Gold prices soared to an all-time high on Friday, breaching the $2,400-an-ounce mark for the first time as escalating tensions in the Middle East and concerns about China's economic recovery fueled robust demand for safe-haven assets. The precious metal's rally, which has been gaining momentum throughout the year, has also dragged silver prices higher, with both metals on track for their fourth consecutive weekly gain.

The latest surge in gold prices came amid growing fears of a potential Iranian missile attack on Israel or its allies, in retaliation for an Israeli strike on Iran's embassy compound in Syria. The United States and its allies believe that a major attack by Iran or its proxies is imminent, further stoking demand for the safe-haven metal.

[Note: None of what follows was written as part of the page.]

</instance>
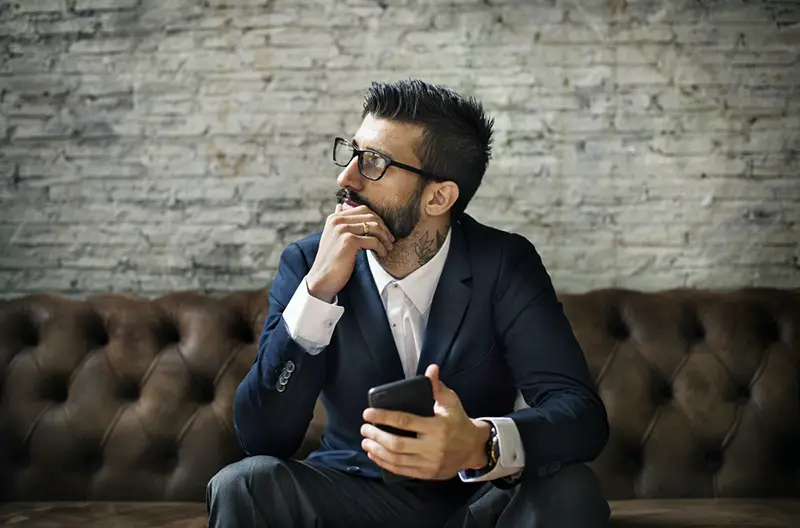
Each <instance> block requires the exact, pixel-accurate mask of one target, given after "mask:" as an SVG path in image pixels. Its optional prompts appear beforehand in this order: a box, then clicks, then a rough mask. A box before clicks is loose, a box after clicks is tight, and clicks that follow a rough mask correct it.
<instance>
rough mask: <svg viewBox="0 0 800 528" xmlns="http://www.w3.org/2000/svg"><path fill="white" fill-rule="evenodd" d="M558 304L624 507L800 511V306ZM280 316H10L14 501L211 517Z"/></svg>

"Gold prices are up again this morning, as more investors view it as a better hedge against geopolitical risk than government bonds due to US inflation concerns," wrote Mohamed A. El-Erian, the president of Queens' College in Cambridge and a Bloomberg Opinion columnist, in a post on X (formerly Twitter).

Central bank purchases, particularly from China, have also been a key driver of gold's impressive performance this year. Traders have been assessing the potential for rate cuts from the Federal Reserve over 2024, although strong US inflation data has clouded that outlook.

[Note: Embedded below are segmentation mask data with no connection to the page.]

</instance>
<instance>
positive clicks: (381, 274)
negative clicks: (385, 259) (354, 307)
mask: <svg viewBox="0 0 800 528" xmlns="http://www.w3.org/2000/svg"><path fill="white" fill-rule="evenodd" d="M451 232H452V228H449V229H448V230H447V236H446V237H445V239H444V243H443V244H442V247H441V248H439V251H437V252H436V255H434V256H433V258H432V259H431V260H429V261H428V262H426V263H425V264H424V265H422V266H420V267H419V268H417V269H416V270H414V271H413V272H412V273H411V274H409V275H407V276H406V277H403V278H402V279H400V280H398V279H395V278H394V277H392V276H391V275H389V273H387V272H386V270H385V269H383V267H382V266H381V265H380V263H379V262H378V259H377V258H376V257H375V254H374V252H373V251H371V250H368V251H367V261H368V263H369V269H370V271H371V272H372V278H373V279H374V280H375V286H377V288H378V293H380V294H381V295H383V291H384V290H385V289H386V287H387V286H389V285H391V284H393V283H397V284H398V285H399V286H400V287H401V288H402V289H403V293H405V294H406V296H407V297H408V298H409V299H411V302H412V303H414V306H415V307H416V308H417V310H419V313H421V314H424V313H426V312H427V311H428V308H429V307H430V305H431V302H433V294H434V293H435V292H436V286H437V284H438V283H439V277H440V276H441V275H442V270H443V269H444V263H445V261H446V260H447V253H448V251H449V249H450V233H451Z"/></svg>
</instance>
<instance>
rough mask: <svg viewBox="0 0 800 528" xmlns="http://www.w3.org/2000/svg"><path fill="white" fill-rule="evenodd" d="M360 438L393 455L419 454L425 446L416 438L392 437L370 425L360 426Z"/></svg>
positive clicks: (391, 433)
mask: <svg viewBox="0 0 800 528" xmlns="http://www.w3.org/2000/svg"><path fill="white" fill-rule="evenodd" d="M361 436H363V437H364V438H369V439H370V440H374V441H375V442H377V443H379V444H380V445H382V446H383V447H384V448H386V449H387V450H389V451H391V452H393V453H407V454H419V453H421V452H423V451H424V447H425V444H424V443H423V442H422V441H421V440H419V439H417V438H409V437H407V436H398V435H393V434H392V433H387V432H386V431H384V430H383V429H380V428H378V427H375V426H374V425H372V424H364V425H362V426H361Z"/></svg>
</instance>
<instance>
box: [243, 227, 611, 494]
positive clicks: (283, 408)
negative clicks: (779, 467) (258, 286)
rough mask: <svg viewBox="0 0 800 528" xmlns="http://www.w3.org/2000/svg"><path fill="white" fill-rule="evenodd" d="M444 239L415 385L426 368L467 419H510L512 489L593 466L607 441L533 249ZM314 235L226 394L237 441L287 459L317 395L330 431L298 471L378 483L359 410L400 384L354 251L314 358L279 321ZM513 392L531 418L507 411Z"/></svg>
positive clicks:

As of 1:09 p.m. in London, spot gold was trading 0.9% higher at $2,393.73 an ounce, with the metal on track for its fourth weekly advance, the longest such run since early 2023. Silver also rallied, reaching a high of $29.2295 an ounce, its highest level since February 2021. Both metals' 14-day relative-strength indexes are hovering near 80, well above the level that some investors consider overbought, potentially signaling a pause in the rally.

Ricardo Evangelista, senior analyst at ActivTrades, noted that there is potential for further upside in gold prices, as demand for safe-haven assets rises amid growing anxiety among investors about escalating geopolitical conflicts, according to REUTERS. "Concern about the Chinese economy feeds into worries about growth of the global economy and this also compounds the market sentiment of seeking safe-haven assets," he added.

China's March exports and imports data, which showed a contraction and highlighted the challenges faced by policymakers in bolstering the country's shaky economic recovery, have also contributed to the demand for gold.

Platinum and palladium also advanced, even as the Bloomberg Dollar Spot Index traded near its highest level since November. A stronger US currency typically acts as a headwind for commodities priced in the greenback, as it can dull interest from overseas buyers.

"Geopolitical risk is the fulcrum here," said Rhona O'Connell, head of market analysis at StoneX Financial Ltd. In a year with more than 50 local and national elections, ongoing tensions in the Middle East add "further fuel to the fire."

The strength in gold prices appears to have filtered through to support silver prices as well. Frank Watson, market analyst at Kinesis Money, wrote in a note that industrial production figures released on Tuesday gave a further signal on industrial demand for silver.